For a time, Wilson had grandiose visions: “Chains of A.A. hospitals and tons of free literature for suffering alkies.” But when he sought millions from John D. Rockefeller Jr., the philanthropist astutely replied: “I think money will spoil this.” As a result, A.A. was financed by its own members. In dealing with each other or the public, they use only their first names and initials. “Identification leads to power drives,” Wilson explained. “The thought of power is one reason we were drunks in the first place.”
A.A. shunned moralizing in favor of viewing alcoholism as an emotional crutch combined with a physical allergy to liquor. Thus, A.A.’s methods leaned more heavily on psychology than physiology. Recognizing that alcoholics must not merely control their consumption but curb it entirely, A.A. members listened to each other’s stories and helped one another resist the temptation to drink. But they never forgot that the major effort to abstain must be made by the drinker himself. ‘The only requirement for A.A. membership,” according to an organization tradition, “is a sincere desire to stop drinking.”

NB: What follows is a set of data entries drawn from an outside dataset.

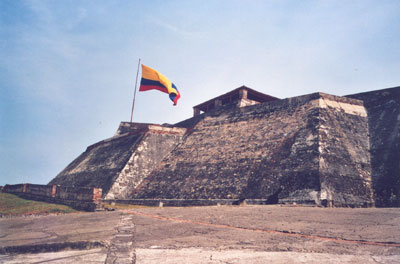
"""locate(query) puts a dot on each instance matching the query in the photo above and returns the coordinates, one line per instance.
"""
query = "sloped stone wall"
(269, 151)
(100, 165)
(345, 168)
(383, 108)
(157, 143)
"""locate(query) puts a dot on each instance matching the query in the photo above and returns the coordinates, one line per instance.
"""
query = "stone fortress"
(245, 146)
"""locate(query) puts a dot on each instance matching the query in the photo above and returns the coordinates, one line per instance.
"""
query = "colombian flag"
(152, 79)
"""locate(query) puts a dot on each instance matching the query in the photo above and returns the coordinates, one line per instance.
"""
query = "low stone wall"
(175, 202)
(81, 198)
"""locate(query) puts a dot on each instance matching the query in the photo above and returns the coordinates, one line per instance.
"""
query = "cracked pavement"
(218, 234)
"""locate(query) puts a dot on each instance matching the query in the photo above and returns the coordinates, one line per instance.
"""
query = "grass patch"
(12, 205)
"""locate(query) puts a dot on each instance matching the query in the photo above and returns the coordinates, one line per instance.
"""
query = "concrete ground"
(224, 234)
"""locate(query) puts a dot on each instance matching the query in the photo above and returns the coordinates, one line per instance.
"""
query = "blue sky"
(67, 68)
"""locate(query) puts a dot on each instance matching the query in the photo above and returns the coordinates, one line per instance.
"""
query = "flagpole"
(134, 95)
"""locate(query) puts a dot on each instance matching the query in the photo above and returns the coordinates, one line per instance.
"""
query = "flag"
(152, 79)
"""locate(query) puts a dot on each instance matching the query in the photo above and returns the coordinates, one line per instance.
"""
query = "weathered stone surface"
(270, 151)
(317, 148)
(153, 147)
(100, 164)
(118, 165)
(383, 107)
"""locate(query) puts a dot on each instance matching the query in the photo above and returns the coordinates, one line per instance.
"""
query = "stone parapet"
(81, 198)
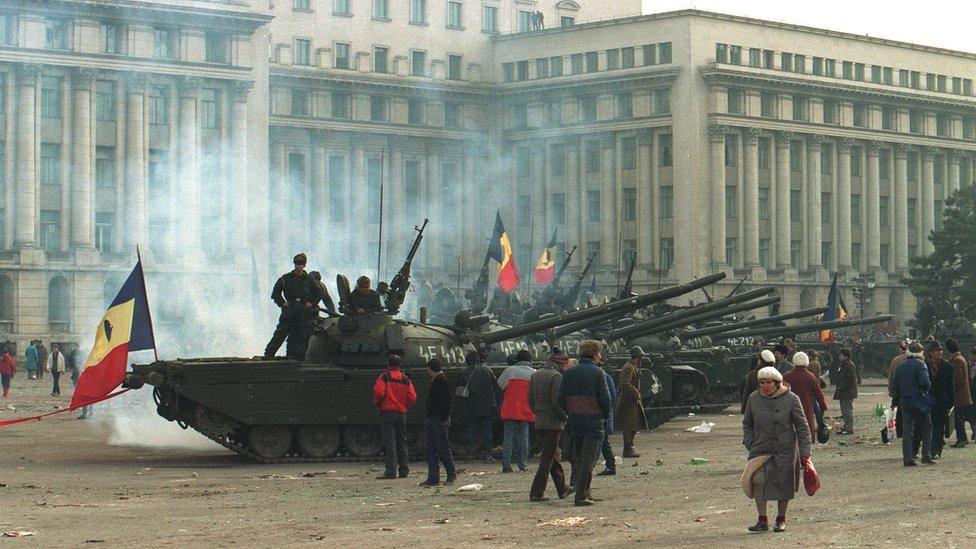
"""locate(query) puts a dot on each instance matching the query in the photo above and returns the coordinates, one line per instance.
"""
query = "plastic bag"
(811, 480)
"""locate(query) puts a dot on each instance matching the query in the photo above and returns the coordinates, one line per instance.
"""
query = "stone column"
(927, 202)
(873, 199)
(716, 160)
(843, 204)
(783, 221)
(814, 226)
(189, 147)
(26, 226)
(237, 199)
(81, 161)
(953, 172)
(900, 201)
(136, 143)
(750, 197)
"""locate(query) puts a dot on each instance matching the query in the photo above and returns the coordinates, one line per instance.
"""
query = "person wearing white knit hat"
(776, 433)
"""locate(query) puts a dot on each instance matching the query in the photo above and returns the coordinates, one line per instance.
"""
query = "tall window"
(216, 47)
(50, 164)
(381, 59)
(303, 49)
(210, 108)
(418, 11)
(50, 97)
(454, 19)
(489, 19)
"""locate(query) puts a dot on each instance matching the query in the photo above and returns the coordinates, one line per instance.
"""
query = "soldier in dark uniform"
(364, 300)
(296, 292)
(324, 294)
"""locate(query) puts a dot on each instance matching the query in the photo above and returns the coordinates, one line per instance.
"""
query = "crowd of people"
(573, 406)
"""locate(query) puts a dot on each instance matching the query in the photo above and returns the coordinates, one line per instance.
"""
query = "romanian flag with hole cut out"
(126, 327)
(545, 269)
(500, 249)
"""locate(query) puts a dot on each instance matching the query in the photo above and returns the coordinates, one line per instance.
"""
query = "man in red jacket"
(394, 395)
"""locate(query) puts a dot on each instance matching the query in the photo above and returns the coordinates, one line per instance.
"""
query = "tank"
(320, 408)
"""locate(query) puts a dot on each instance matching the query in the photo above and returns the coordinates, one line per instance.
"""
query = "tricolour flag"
(835, 310)
(545, 269)
(500, 249)
(126, 327)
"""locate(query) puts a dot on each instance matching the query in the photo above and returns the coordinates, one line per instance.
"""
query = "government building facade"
(222, 137)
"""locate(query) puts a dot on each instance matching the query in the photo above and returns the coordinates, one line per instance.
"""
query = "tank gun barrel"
(807, 328)
(711, 330)
(630, 304)
(718, 305)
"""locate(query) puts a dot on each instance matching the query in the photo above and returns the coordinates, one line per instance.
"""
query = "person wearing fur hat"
(806, 387)
(777, 434)
(911, 378)
(764, 358)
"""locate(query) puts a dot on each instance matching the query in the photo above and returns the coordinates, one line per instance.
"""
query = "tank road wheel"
(416, 441)
(318, 441)
(269, 441)
(362, 440)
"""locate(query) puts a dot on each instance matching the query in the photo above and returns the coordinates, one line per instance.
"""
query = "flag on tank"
(500, 249)
(545, 269)
(126, 327)
(835, 310)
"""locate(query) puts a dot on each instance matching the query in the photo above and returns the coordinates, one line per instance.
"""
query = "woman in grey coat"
(776, 433)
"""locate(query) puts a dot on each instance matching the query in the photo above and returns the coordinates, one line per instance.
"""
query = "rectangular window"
(378, 108)
(593, 206)
(667, 253)
(592, 160)
(736, 101)
(216, 47)
(50, 164)
(158, 105)
(731, 201)
(415, 111)
(303, 49)
(209, 108)
(105, 167)
(629, 204)
(418, 63)
(489, 19)
(665, 150)
(381, 60)
(454, 19)
(105, 101)
(50, 97)
(342, 60)
(667, 202)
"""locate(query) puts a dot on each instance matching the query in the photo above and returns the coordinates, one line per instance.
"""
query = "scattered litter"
(567, 522)
(705, 427)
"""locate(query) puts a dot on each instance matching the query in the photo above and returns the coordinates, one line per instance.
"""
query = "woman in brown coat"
(629, 416)
(776, 433)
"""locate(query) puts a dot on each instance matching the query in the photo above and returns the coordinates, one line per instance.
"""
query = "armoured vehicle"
(321, 408)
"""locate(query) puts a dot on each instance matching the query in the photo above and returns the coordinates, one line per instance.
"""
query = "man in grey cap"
(629, 415)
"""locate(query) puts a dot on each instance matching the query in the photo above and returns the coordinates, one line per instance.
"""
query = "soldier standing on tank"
(296, 292)
(324, 294)
(364, 300)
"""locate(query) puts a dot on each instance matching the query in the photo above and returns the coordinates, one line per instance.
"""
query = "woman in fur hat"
(776, 433)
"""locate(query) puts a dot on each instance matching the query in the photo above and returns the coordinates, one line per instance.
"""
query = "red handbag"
(811, 480)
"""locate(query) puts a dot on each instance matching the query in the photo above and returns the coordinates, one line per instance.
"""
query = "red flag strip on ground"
(500, 249)
(545, 269)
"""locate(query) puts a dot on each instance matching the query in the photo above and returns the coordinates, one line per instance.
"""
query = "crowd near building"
(225, 136)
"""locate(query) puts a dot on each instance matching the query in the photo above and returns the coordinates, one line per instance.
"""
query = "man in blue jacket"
(586, 398)
(911, 378)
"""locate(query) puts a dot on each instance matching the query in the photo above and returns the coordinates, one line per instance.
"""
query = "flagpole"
(145, 295)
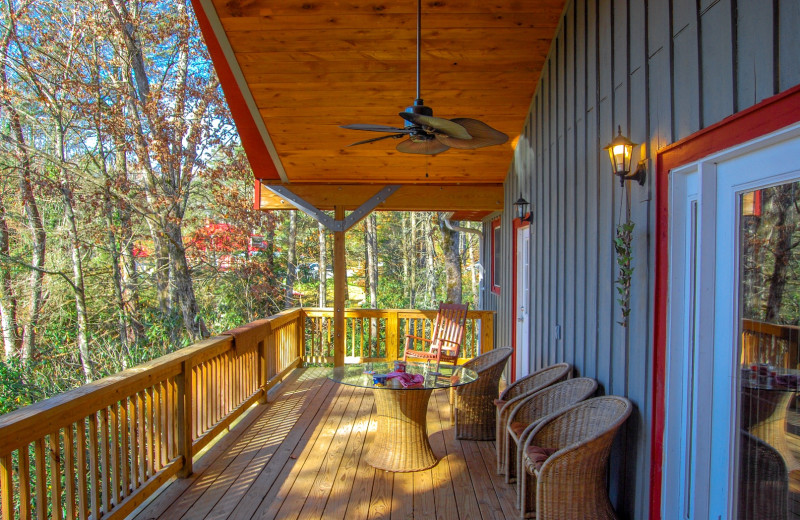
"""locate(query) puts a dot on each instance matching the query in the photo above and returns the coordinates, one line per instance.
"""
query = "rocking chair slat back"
(447, 335)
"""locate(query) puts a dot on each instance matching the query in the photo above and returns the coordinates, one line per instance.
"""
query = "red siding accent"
(768, 116)
(253, 144)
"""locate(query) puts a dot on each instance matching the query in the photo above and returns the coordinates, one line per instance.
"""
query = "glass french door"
(732, 432)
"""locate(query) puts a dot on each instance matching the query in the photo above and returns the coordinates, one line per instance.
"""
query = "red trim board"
(252, 142)
(770, 115)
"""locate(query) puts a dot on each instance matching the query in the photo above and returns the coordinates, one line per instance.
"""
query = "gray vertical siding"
(662, 70)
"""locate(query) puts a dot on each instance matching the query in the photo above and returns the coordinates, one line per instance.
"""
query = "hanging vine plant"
(622, 246)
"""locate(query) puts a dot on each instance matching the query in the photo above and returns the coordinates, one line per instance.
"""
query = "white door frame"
(522, 279)
(701, 399)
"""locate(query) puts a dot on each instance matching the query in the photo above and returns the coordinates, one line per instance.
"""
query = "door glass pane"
(769, 315)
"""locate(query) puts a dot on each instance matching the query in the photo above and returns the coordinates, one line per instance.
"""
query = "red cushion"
(535, 457)
(517, 427)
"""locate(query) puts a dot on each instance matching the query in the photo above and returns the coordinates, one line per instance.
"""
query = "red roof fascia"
(252, 142)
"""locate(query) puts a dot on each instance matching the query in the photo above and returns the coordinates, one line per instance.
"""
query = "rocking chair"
(447, 335)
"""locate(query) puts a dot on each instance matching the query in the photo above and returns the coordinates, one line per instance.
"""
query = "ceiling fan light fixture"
(431, 135)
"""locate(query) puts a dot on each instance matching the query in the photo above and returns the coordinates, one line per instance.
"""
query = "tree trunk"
(785, 225)
(371, 242)
(8, 300)
(414, 262)
(291, 260)
(116, 277)
(473, 269)
(160, 259)
(430, 260)
(452, 261)
(184, 289)
(371, 239)
(129, 274)
(406, 258)
(322, 264)
(82, 338)
(271, 247)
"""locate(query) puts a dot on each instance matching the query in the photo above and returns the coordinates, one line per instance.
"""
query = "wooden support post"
(339, 290)
(301, 335)
(487, 333)
(185, 403)
(392, 336)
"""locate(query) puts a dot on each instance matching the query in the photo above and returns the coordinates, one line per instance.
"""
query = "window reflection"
(769, 315)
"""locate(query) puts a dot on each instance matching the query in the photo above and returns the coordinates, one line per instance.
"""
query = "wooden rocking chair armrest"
(411, 336)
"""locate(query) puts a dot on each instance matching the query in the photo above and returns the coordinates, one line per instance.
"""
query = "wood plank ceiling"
(304, 67)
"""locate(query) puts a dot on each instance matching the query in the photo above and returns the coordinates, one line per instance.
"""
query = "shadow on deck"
(301, 456)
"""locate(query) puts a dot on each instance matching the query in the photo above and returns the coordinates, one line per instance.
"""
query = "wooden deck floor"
(301, 456)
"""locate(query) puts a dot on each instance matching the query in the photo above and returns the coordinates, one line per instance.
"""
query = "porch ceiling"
(294, 71)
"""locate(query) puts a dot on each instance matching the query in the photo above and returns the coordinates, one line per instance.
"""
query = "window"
(496, 256)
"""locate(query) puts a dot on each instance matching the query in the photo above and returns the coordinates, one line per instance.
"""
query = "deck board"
(302, 457)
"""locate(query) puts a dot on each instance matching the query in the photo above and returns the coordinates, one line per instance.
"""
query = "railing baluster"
(141, 434)
(114, 426)
(185, 387)
(55, 475)
(134, 435)
(83, 477)
(41, 479)
(94, 471)
(7, 487)
(25, 483)
(124, 453)
(106, 474)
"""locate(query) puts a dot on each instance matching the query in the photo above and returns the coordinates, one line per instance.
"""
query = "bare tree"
(322, 265)
(291, 259)
(452, 261)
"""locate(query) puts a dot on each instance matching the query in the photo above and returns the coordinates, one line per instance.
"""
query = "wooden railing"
(770, 343)
(102, 449)
(379, 334)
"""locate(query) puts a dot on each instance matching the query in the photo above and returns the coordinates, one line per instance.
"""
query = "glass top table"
(357, 375)
(401, 440)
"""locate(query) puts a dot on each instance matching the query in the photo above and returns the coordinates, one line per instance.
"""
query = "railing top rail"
(315, 312)
(773, 329)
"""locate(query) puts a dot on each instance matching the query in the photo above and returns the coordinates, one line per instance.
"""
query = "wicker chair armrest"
(521, 406)
(521, 387)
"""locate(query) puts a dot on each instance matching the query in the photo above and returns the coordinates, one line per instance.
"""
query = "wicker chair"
(763, 481)
(472, 409)
(532, 409)
(517, 391)
(565, 461)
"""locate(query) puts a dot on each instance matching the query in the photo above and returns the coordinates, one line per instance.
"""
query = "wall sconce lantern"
(620, 151)
(521, 207)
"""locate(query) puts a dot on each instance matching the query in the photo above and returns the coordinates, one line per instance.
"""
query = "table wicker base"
(401, 441)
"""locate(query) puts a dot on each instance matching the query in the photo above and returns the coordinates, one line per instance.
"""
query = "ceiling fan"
(430, 135)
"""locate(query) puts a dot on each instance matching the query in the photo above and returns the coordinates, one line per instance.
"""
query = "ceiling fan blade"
(482, 135)
(431, 147)
(376, 128)
(365, 141)
(439, 124)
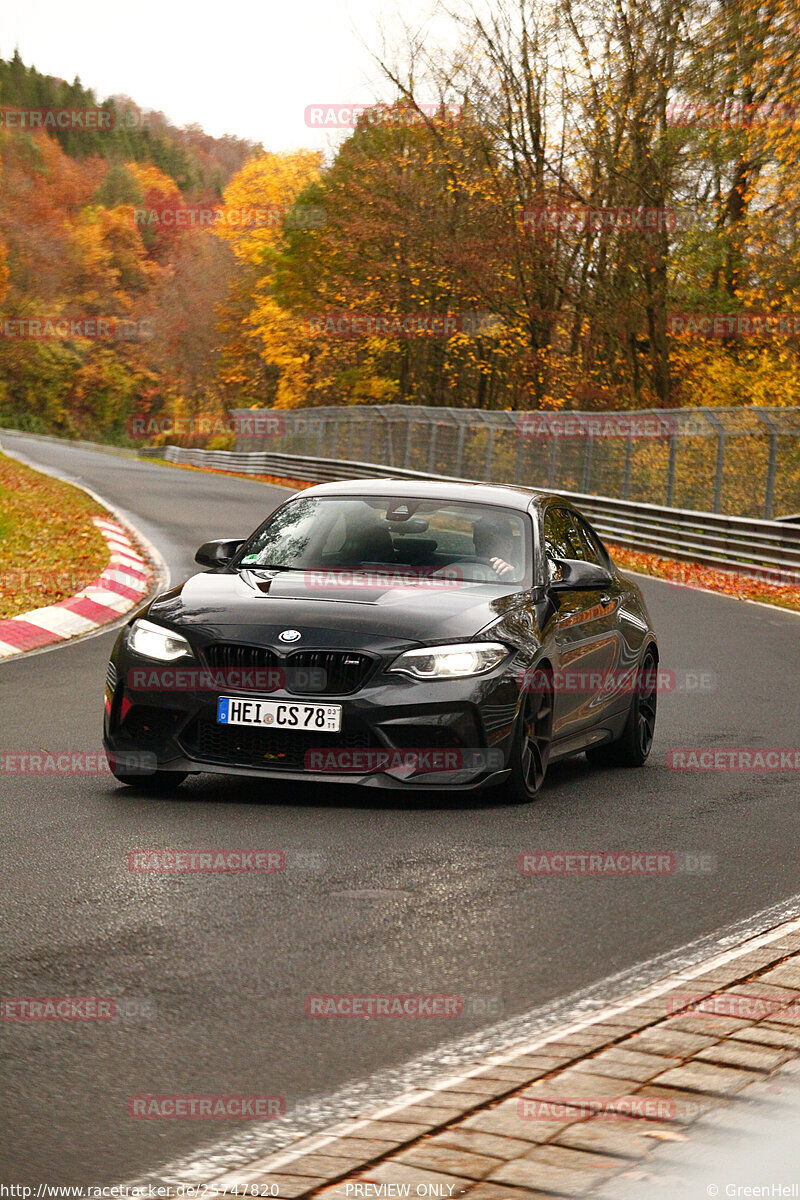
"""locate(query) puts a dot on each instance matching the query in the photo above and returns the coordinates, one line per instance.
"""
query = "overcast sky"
(248, 67)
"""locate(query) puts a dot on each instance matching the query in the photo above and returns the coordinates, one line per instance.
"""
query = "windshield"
(419, 538)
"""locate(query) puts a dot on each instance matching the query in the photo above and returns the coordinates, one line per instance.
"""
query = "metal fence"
(738, 461)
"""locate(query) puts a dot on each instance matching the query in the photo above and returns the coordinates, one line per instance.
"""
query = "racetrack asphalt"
(394, 895)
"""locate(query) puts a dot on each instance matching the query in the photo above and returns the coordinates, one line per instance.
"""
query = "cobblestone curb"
(122, 586)
(565, 1114)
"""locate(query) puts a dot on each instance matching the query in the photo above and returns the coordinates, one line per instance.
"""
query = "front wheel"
(633, 745)
(531, 741)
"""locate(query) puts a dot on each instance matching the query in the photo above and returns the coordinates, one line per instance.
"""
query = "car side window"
(561, 537)
(595, 550)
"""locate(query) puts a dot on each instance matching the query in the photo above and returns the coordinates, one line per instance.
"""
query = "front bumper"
(451, 735)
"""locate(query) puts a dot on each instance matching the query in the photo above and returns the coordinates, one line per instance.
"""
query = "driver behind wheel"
(494, 543)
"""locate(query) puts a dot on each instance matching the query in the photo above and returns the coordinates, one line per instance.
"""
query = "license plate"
(272, 714)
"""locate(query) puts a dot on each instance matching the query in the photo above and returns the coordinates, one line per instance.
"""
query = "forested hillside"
(599, 187)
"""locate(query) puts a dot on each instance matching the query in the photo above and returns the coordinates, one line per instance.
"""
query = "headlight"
(156, 642)
(451, 661)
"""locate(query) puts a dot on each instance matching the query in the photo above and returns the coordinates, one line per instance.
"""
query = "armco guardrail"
(709, 538)
(741, 461)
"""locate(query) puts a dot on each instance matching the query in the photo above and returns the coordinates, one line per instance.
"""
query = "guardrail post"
(489, 445)
(407, 456)
(771, 466)
(517, 469)
(671, 468)
(588, 454)
(459, 451)
(432, 448)
(629, 455)
(352, 435)
(551, 466)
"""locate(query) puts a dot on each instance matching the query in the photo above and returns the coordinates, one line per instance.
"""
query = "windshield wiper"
(269, 567)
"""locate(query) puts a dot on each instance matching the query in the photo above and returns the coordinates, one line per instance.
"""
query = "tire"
(531, 742)
(633, 745)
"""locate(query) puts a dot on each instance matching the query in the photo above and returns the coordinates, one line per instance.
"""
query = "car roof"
(506, 495)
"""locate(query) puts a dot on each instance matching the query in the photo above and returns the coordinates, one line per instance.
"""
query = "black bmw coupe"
(390, 634)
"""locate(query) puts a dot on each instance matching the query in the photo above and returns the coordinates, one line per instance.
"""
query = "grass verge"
(49, 547)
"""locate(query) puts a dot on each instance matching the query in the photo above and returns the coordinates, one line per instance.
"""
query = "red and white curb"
(124, 585)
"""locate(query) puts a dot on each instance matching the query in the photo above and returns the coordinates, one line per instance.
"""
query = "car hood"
(265, 603)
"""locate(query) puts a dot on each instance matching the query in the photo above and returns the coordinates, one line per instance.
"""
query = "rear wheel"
(633, 745)
(531, 741)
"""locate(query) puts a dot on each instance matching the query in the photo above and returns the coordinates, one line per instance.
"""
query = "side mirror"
(575, 575)
(217, 553)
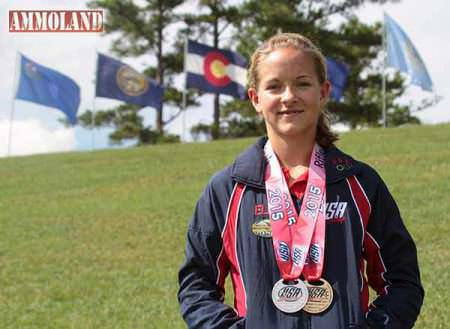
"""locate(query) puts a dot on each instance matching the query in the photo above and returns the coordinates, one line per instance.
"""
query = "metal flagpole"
(383, 80)
(11, 118)
(184, 92)
(93, 103)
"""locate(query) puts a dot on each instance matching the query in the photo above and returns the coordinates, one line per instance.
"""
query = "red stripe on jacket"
(229, 246)
(364, 208)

Wilson was A.A.’s most active member. Even after his retirement in 1962 he remained in touch, addressing the organization’s banquet each fall and, despite illness, struggling from a wheelchair to speak to its convention in Miami last July. He took immense pride in his accomplishment, and with good reason. A.A. now has 475,000 members in 16,000 groups in the U.S. as well as 90 foreign countries. A.A. strategy has been copied by organizations like Synanon and others working on group therapy for all kinds of troubled people, including ex-convicts. It obviously works. Today 60% of A.A. members get on the wagon and stay on it.